А я устал, давно не верю в счастье,
но тоже улыбаюсь и молчу.
Когда она мне трогает щетину,
в душе проснуться что-то хочет, но…
В два голоса поём мы про рябину,
что ей одной качаться суждено.
2
Она приехала ко мне
в надежде «залететь».
Я не любил её и не
хотел её хотеть.
У ней не вышло с мужиком,
а годы всё идут...
И мне казался не грехом,
а милостыней блуд.
Есть женщины, их целый рой,
на них лежит печать:
ни матерью и ни женой
не суждено им стать.
Верна теория, верна,
да практика верней...
И вот она моя жена,
мать будущих детей.
Всего на пару дней.
Пускай судачат люди, пусть
ругает духовник.
Оправдываться не берусь.
Но в тот проклятый миг,
когда она вошла в мой дом,
как под венец идут,
мне показался не грехом,
а милостыней блуд.
3
На совести моей пятно,
но как ни три, ни шоркай,
не оттирается оно
ни пемзой и ни хлоркой.
Я по привычке соблазнил,
почти загнал в петлю
ту девушку, которой мил
за то, что не люблю.
Горю-сгораю от стыда,
но каюсь, ей-же-ей,
боюсь не Божьего суда,
боюсь суда людей.
ТРЕВОГА
На эскалаторе едет герой,
пальцы в кармане лежат в форме фиги.
Вдоль проплывают плафоны метро —
вылитые электронные сиги.
Давит и мучит его бытие,
словно с похмелья — унылый и мрачный,
сквозь турникет он выходит в фойе:
лампы на стенах — пластинки ж(е)вачки.
Жёлтенький рядом застрял терминал.
Мимо киосков, киосков, киосков
вверх по ступенькам он быстро взбежал,
чтобы вдохнуть маринованный воздух.
Ливень бесился, град сыпал на град,
тут же промокли уставшие ноги...
— Господи, знаю, в чём я виноват,
и принимаю вериги тревоги.
Я бы, конечно, болеть не хотел,
только, похоже, настало смириться...
Этот недуг — словно мудрый предел,
эта болезнь — как святая граница.
Господи, я бы Тебя попросил
(не избежав человеческой фальши)
дать мне терпения, мужества, сил
этой тревогой спасаться и дальше...
СВЕТЫ
Машина проедет где-то
у дома невдалеке,
и пробегают светы
в детской на потолке.
Стоит на окне алоэ.
На окнах решеток нет.
О, детство моё голубое,
почти что фаворский свет.
Родители смотрят телек,
мне хочется тоже до слёз.
Сяду за дверью, у щели,
на старенький наш пылесос.
Байковый мамин халатик
рядом висит на крючке.
И снова машина прокатит
где-нибудь невдалеке.
Такое вовек не забудешь,
нет-нет да и вспомнится вдруг,
как превращались в чудищ
тёмные вещи вокруг.
Залезу под плед с головою.
Надежней защиты нет.
О, детство моё голубое,
почти что фаворский свет.
И может быть, стал я поэтом
(надеюсь на твёрдую «пять»),
чтобы про эти светы
эти стихи написать.
СЛАВЯН
Он на всё отвечает сердито,
плохо выбрит, небрежно одет,
два ребёнка, четыре кредита,
ипотека на двадцать пять лет.
Не ошейник на нём, а удавка.
Он недаром в больницу залёг.
Вячеслав или попросту Славка,
мой приятель, больничный дружок.
Он лежит не по первому разу.
«Здесь свобода, на воле капкан».
Эту, в общем, неглупую фразу
новичкам повторяет Славян.
Новички отвечают: «Иди ты!»
Им бы выписаться поскорей.
Как, зачем?

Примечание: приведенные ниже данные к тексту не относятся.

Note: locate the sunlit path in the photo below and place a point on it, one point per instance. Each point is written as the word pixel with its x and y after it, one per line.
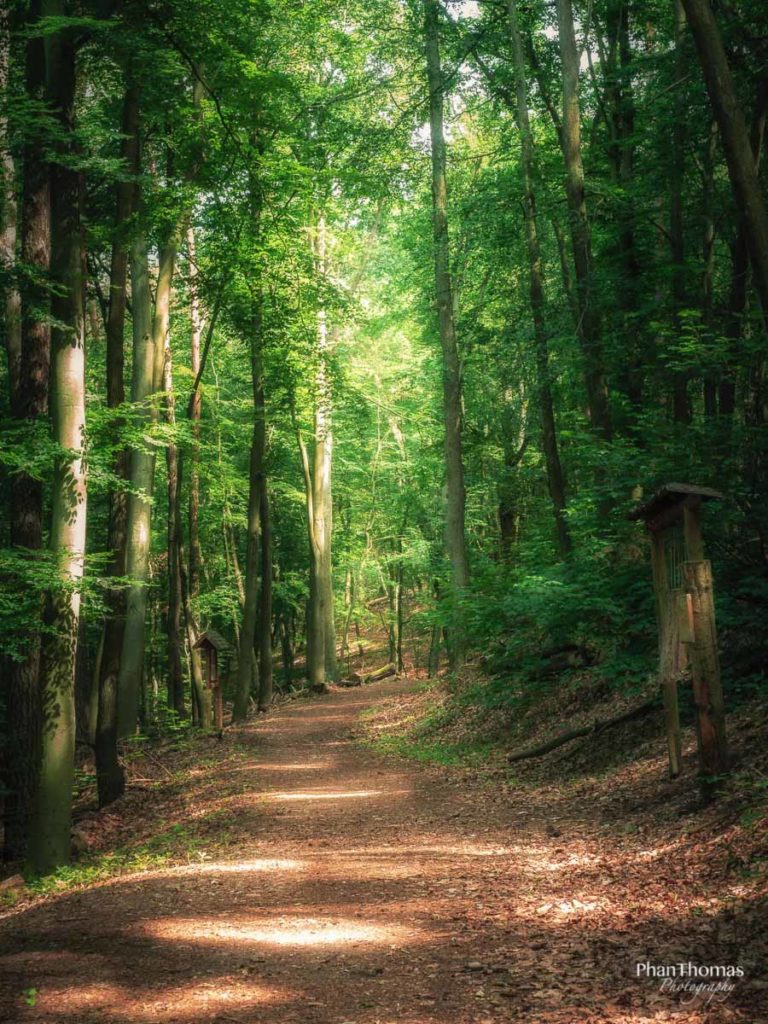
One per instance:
pixel 355 890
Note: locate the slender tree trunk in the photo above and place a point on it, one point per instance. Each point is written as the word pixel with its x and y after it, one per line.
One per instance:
pixel 264 641
pixel 144 385
pixel 546 406
pixel 315 637
pixel 49 837
pixel 740 266
pixel 623 158
pixel 456 541
pixel 589 327
pixel 708 264
pixel 735 137
pixel 323 475
pixel 110 776
pixel 29 366
pixel 11 300
pixel 196 412
pixel 173 621
pixel 681 410
pixel 248 632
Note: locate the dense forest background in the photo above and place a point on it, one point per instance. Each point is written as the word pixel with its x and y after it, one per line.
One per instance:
pixel 322 315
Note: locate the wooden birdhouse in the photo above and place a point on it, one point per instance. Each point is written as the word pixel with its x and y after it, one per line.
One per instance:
pixel 687 632
pixel 213 646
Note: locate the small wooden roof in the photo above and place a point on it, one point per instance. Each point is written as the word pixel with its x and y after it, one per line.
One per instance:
pixel 666 507
pixel 213 639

Пиво пить, брать кредиты,
делать деньги и делать детей.
Но в гробу он видал эту лажу.
Потому что уверен Славян,
все на свете когда-нибудь скажут:
«Здесь свобода, на воле капкан».
В БОЛЬНИЦЕ
1
Вдоль наркологички
шёл я по делам.
Из окна больнички
мне сипит мадам:
— Нету сигареты?
Слушай, угости! —
Я сказал, что нету,
тут бы и уйти.
Я был неофитом
и уйти не мог.
Начал с кротким видом
затирать урок.
...У окна больнички
нынче сам залип.
Никакие спичи
мне не помогли б.
В общем, если... это...
человека жаль,
выдай сигарету,
проглоти мораль.
2
Курить не хочется,
но, как в бреду,
от одиночества
курить иду.
Маньяки, нарики,
бытовики.
Коплю чинарики,
курю бычки.
А то и целую
стрельну порой.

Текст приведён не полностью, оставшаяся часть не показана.